On peut affirmer que Vladimir Poutine est le leader russe le plus réussi depuis Joseph Staline. Il est aussi l'un des plus dangereux. Il considère la chute de l'Union soviétique comme un événement géopolitique le plus catastrophique du siècle dernier, et est déterminé à rétablir cet empire, en décuplant ses forces alors que celles de l'Occident faiblissent. Entre-temps, il tisonne et sonde le long de la périphérie de l'alliance de l'OTAN, faisant un pied de nez à une Amérique distraite et nonchalante, menaçant ses voisins de sanctions militaires et économiques. Irrité par l'expansion de l'OTAN jusqu'aux frontières mêmes de la Russie, Poutine pourrait même risquer de précipiter une crise majeure dans un effort de diviser, voire démanteler l'alliance de l'OTAN.
Ce qui nous ramène à ma question sur le président Poutine lui-même - à savoir, Osera-t-il lâcher ses «chiens de guerre» sur l'Europe occidentale ? Peut-être pour révéler simplement son mépris à ses adversaires. Poutine, en Septembre 2014, se vantait qu’«il pouvait, à volonté, occuper une capitale européenne de l'Est en deux jours ». L'implication étant que ses forces mécanisées très supérieures peuvent saisir Berlin, Bruxelles ou Paris en quelques jours en plus ? Néanmoins, étant donné la faiblesse collective et le manque de volonté qu’il intercepte profondément en Amérique d’Obama et à l'OTAN en général, on ne peut que supposer que Poutine reste confiant qu'il peut atteindre ses objectifs géopolitiques et militaires, sans avoir à recourir à une guerre. Pour cela, il peut simplement continuer à faire monter la pression (militaire et économique), l'intimidation et le mauvais traitement. En bref, une offensive russe massive à travers la plaine d'Europe du Nord est hors de question.

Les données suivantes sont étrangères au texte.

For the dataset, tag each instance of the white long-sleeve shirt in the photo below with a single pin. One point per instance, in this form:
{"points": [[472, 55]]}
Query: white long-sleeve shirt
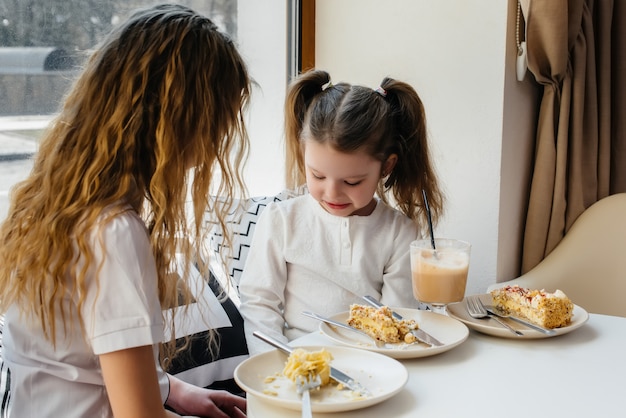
{"points": [[303, 258], [122, 312]]}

Ainsi, même si cet article représente un peu plus qu'un exercice «académique» - inspiré par les délibérations d'un colonel anonyme du Bundeswehr – Une pensée demeure qui donne à réfléchir, étant donné l’existante «corrélation des forces» entre la Russie et l'Europe occidentale. Cette dernière, dans une vue bien réelle, reste la captive de l'esprit et des manœuvres d'un Vladimir Poutine.